Use of the internal pull-up resistor

Hi,

I have a lot of thermistor to read and I am thinking using the internal pull-up resistor so i can connect directly the thermistor to the pin and the ground.
So i don't need to connect a lot of 10k resistor, one for each thermistor.

On the Arduino Uno description page :

It says that the internal pull-up resistor is of 20-50 kOhms.

Is it a variable resistor value ?
Is there a way to know precisely the resistor value ?

Cordially,
Alex

Is it a variable resistor value ?

No.

Is there a way to know precisely the resistor value ?

No.

I am thinking using the internal pull-up resistor so i can connect directly the thermistor to the pin and the ground.
So i don't need to connect a lot of 10k resistor, one for each thermistor.

Don't. 10k resistors are cheap and small.
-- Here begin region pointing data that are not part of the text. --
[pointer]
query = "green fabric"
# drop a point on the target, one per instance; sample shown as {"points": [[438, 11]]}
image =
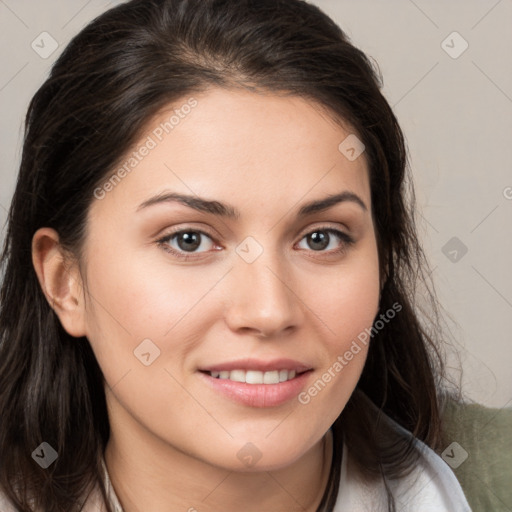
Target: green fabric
{"points": [[486, 435]]}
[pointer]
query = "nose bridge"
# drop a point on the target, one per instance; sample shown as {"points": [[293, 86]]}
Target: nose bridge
{"points": [[263, 298]]}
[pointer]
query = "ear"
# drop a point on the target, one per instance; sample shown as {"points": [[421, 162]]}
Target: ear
{"points": [[60, 280]]}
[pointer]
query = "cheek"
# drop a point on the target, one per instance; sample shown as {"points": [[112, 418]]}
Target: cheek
{"points": [[132, 300]]}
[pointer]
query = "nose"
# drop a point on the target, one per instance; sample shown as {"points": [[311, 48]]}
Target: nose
{"points": [[264, 299]]}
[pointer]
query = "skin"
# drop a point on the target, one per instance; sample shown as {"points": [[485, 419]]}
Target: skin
{"points": [[174, 441]]}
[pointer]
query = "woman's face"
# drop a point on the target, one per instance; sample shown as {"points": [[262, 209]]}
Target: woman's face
{"points": [[251, 283]]}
Use them.

I was able to calculate the internal pullup resistor and the value is 34kOhm for my Arduino Uno board but what is wrong to use the internal resistor ?

atrepp:
I was able to calculate the internal pullup resistor and the value is 34kOhm for my Arduino Uno board but what is wrong to use the internal resistor ?

The value of the internal resistors (each pin has its own) can be (and probably is) different.

You would need to determine the value of each pin's resistor. Then remember that those will differ from chip to chip / pin to pin.

The internal pullup resistors are great for use on digital inputs, but I would not use them on analog inputs used with analogRead(), because of the variability of the value of the resistor as explained in previous replies.